Обратимся к письмам поэта времен его уральского путешествия, сбереженным Натали. Как же мы все должны быть благодарны ей, сохранившей бесценные строки поэта, его живой голос!
«Третьего дня прибыл я в Симбирск и от Загряжского принял от тебя письмо. Оно обрадовало меня, мой ангел – но я все-таки тебя побраню. У тебя нарывы, а ты пишешь мне четыре страницы кругом».
«Я все надеялся, что получу здесь в утешение хоть известие о тебе – ан нет. Что ты, моя женка? какова ты и дети. Целую и благословляю вас. Пиши мне часто и о всяком вздоре до тебя касающемся».
«Что, женка? скучно тебе? мне тоска без тебя. Кабы не стыдно было, воротился бы прямо к тебе, ни строчки не написав.
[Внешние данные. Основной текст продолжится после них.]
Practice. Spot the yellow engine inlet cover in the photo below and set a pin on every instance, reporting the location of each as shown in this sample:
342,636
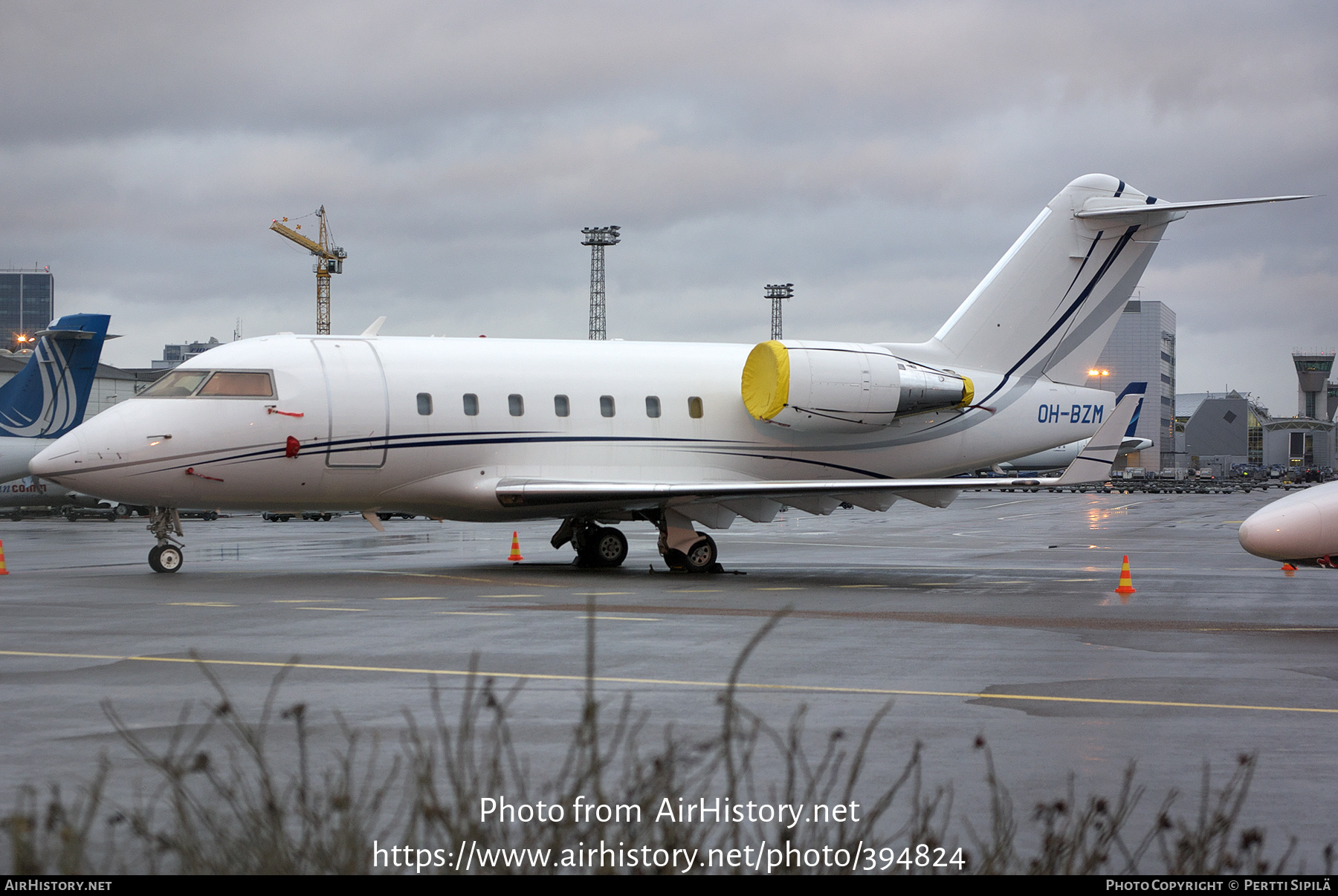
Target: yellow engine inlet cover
766,383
Да нельзя, мой ангел. Взялся за гуж, не говори, что не дюж – то есть: уехал писать, так пиши же роман за романом, поэму за поэмой. А уж чувствую, что дурь на меня находит – я и в коляске сочиняю, что ж будет в постеле?»
В рукописи Пушкин оставил значимую для него пометку: «1833, дорога, сентябрь». Нескончаема степная дорога, и так располагает она к милым сердцу воспоминаниям, навевает поэтические грезы. Долог путь. И щедр на новые встречи, впечатления, знакомства, столь живительные для поэтического воображения. Мчит поэта четверка лошадей по оренбургской степи, а сердцем он там, в далеком Петербурге. И мысли, и беспокойство его – о семье: о жене – как-то она справляется с домом, здорова ли; о полуторагодовалой Машке, о своем любимце «рыжем Сашке», которому-то всего от роду три месяца…
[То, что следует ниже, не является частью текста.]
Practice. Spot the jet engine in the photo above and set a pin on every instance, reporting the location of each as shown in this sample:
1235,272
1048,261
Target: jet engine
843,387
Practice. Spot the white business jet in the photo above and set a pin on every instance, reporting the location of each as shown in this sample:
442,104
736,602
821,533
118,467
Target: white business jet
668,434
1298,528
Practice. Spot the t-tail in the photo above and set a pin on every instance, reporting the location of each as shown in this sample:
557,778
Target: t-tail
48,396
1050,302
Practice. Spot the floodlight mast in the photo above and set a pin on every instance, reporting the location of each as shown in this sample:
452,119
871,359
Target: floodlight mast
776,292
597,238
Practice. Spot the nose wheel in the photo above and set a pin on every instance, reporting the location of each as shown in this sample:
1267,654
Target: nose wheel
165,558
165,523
«Нет, мой друг, – жалуется он своей Наташе, – плохо путешествовать женатому; то ли дело холостому! ни о чем не думаешь, ни о какой смерти не печалишься».
Как удивительно перекликаются строчки из писем со стихотворными строками:
«Кабы не стыдно было, воротился бы прямо к тебе…»
«Пиши мне часто и о всяком вздоре до тебя касающемся».
Эфрос как-то просто фантастически расшифровал один из пушкинских рисунков: «Эта поздняя осень 1833 г., когда поэт совершал свое путешествие на Урал и побывал в Болдине, богата еще рисунками, связанными с Наталией Николаевной. Мысли странствующего Пушкина были прикованы к ней, и не только потому, что этому способствовала разлука вообще, но еще и потому, в частности, что были особенные, интимные поводы для тревоги. Один из набросков этой поры отразил их… Так на этом же листе, рядом с креслом и подушкой, приподнявшей ножку Наталии Николаевны, видимо кормящей ребенка, Пушкин изобразил и второй план – светские успехи жены, так тяготившие его: он нарисовал ножку в бальной туфельке, перевитую лентами».